Of course, I ought to have known that it's silly to try and buy a book when you go to a book shop. It merely startles and bewilders the inmates. The motheaten old bird who had stepped forward to attend to me ran to form.

'A book, sir?' he said, with ill-concealed astonishment.

'Spinoza,' I replied, specifying.

This had him rocking back on his heels.

'Did you say Spinoza, sir?'

'Spinoza was what I said.'

He seemed to be feeling that if we talked this thing out long enough as man to man, we might eventually hit on a formula.

'You do not mean The Spinning Wheel?'

'No.'

'It would not be The Poisoned Pin?'

'It would not.'

'Or With Guns and Camera in Little Known Borneo?' he queried, trying a long shot.
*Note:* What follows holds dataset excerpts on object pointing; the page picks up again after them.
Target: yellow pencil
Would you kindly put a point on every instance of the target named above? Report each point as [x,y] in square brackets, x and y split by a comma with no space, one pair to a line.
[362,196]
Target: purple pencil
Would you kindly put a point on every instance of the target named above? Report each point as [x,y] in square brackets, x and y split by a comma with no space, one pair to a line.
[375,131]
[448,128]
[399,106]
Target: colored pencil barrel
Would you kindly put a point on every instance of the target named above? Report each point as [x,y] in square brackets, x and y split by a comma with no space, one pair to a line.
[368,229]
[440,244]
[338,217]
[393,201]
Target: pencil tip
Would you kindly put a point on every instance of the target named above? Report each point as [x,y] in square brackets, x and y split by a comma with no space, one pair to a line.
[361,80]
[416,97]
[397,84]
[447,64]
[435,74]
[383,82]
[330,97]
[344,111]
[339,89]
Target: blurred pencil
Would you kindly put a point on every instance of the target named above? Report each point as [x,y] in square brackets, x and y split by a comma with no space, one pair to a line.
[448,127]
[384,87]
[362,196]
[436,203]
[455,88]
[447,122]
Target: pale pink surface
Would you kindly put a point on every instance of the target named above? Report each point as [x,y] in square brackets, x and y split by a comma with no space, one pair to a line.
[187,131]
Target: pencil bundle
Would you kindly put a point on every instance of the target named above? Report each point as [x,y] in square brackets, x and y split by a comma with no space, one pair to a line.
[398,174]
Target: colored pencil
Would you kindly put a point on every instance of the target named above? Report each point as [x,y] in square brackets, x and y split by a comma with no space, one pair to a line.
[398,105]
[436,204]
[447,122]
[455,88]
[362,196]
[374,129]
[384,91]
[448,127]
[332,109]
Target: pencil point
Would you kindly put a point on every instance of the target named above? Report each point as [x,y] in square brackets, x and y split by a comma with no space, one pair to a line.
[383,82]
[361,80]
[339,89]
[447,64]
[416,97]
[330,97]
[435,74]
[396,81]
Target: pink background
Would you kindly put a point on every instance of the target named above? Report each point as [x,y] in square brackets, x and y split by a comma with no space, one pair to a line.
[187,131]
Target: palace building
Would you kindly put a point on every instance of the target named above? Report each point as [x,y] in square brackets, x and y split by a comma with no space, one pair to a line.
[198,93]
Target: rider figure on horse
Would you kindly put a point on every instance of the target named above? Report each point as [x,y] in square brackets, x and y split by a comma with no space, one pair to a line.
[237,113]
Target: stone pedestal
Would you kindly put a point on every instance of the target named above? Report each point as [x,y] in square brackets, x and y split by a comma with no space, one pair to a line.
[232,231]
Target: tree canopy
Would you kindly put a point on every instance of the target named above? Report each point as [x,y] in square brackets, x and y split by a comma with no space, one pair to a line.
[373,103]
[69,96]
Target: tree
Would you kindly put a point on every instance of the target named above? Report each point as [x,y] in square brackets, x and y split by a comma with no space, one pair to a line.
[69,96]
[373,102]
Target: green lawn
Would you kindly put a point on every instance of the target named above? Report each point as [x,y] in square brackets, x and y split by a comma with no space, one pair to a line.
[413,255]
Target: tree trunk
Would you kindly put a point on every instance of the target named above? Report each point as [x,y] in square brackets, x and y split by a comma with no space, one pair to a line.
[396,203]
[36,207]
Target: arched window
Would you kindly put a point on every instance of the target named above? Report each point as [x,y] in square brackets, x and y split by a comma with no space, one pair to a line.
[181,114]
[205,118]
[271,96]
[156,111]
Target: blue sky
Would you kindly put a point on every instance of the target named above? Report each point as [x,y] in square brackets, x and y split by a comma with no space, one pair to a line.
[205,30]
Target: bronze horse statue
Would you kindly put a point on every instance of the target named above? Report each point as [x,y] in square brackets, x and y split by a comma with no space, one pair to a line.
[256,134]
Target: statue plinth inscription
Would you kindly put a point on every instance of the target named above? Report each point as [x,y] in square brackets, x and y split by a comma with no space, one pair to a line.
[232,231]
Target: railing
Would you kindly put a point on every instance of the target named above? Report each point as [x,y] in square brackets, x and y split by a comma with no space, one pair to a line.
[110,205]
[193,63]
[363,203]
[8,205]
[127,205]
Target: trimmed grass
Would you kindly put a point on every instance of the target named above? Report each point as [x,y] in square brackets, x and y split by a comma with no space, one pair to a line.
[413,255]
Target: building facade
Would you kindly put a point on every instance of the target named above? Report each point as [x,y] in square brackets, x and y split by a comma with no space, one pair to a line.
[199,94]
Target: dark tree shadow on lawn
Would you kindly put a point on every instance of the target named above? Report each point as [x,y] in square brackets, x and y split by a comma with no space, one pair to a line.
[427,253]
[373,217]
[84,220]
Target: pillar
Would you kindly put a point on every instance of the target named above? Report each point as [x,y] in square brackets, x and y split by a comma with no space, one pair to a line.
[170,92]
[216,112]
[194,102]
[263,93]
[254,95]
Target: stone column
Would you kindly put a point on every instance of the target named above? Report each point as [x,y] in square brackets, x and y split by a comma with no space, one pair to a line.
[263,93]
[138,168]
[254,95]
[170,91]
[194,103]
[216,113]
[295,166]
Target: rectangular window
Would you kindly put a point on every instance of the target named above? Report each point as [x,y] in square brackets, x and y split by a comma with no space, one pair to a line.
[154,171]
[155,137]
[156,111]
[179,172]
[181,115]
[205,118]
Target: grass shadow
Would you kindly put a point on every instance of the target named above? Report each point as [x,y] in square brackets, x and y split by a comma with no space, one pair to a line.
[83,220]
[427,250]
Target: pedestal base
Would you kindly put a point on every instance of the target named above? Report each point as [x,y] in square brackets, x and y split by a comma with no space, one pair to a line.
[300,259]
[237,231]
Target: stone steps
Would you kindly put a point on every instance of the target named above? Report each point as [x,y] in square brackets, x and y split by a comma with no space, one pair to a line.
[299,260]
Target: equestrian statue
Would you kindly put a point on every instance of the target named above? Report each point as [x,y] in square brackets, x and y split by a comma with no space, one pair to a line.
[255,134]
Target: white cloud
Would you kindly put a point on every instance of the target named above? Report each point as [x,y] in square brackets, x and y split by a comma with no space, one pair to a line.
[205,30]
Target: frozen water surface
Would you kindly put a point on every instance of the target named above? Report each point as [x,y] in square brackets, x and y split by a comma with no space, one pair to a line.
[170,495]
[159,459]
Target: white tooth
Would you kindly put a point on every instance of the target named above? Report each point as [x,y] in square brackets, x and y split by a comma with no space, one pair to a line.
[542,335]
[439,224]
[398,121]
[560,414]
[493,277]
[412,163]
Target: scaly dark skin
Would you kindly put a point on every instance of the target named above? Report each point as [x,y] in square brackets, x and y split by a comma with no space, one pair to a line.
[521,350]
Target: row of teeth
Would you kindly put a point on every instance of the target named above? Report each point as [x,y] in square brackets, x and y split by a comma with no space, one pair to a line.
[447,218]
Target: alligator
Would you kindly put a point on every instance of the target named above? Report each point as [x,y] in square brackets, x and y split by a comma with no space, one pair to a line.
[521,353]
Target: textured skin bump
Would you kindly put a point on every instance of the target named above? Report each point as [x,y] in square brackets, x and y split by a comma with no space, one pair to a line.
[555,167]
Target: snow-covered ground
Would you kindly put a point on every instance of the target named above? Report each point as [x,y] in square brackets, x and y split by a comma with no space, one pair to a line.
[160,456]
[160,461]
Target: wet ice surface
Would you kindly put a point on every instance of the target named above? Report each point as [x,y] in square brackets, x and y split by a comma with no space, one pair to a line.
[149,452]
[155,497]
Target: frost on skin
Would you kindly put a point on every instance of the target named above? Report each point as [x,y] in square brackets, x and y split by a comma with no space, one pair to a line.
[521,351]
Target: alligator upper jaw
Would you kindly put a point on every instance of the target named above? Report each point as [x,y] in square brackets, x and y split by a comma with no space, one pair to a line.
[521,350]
'Spinoza,' I repeated firmly. That was my story, and I intended to stick to it.
from Joy in the Morning by P. G. Wodehouse

Today, 126 years ago in Guildford, Pelham Grenville Wodehouse was (prematurely) born, and not a moment too soon. Despite his solid English roots, he eventually proved to be, like Guildford's other most famous son, not quite of this world, at least when it came to his sublimely humorous and cheering literary output. Let's celebrate the quasquicentennial plus one of the Great Man by plucking one of my very favorite of his books of the ol' Wodehouse bookshelf, the wonderful and witty Joy in the Morning (1947). (Really, do it along with me—you shan't regret it!)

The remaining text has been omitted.